Tom Ollendorff is one of this country’s most in-demand guitarists and he assembled an outstanding trio for this tour: Conor Chaplin, with a fine resonant sound on bass and the ability to hold the attention with his melodic solos, and James Maddren, an explosive drummer with a taste for the Brazilian rhythms of “Carnival” and the exotic drive of “Istanbul”. This was one of two “favourite places” that Ollendorff based his compositions on and provided an exciting wind-up to the concert. The other, Atlantic Angels, based around Sligo, sounded like a handsome piece of film music.

Ollendorff is a persuasive soloist, building his ideas with an impressive fluency and finding the beauty in two ballads, I’ll be seeing you and Body and Soul, the latter featuring Parks in a questing series of broken chords before Ollendorff took up the melody. Parks throughout played with exquisite taste, but seemed, oddly enough, somewhat self-effacing. No matter: their team work honed over the time on tour, the quartet offered a perfectly balanced 75 minute set, Parks and Ollendorff exchanging the lead seamlessly.

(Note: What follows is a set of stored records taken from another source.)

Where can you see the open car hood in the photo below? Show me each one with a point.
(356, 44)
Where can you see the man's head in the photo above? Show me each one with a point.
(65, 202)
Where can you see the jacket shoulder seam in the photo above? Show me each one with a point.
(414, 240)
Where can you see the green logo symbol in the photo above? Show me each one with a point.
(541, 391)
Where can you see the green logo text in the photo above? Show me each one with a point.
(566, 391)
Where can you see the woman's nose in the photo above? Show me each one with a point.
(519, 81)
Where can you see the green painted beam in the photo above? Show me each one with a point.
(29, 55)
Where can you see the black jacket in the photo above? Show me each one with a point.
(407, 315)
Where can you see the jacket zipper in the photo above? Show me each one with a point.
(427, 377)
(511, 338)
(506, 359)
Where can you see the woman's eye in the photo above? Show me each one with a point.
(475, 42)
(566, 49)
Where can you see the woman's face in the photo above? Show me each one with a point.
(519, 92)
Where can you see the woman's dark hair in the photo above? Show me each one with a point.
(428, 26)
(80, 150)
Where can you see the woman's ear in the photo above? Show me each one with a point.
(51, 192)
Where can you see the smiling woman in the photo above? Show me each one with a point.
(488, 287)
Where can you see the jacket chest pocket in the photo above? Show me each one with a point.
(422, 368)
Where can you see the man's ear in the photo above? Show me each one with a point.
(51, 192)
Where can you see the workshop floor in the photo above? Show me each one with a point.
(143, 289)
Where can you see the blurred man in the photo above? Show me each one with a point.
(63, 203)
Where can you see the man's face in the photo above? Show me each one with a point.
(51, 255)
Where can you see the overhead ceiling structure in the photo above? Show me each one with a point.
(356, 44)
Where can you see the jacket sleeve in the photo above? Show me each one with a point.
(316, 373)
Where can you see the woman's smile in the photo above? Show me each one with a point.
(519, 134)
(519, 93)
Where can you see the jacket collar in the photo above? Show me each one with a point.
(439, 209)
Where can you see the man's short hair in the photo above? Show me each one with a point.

Before that an attractive 30-minute set from the duo of trumpeter Olivia Cuttell and pianist Tom Harris set the mood of civilised music-making. Playing mostly their own pleasingly melodic tunes, Cuttell and Harris tended to take them fairly straight, Cuttell’s impeccably held long notes building imperceptibly over Harris’ decorative piano. A burst of stride piano on an uptempo swing number came as something of a surprise!
Despite the unusual time of the concert (4.15 on Sunday afternoon) the large and enthusiastic audience suggests further collaborations in the future.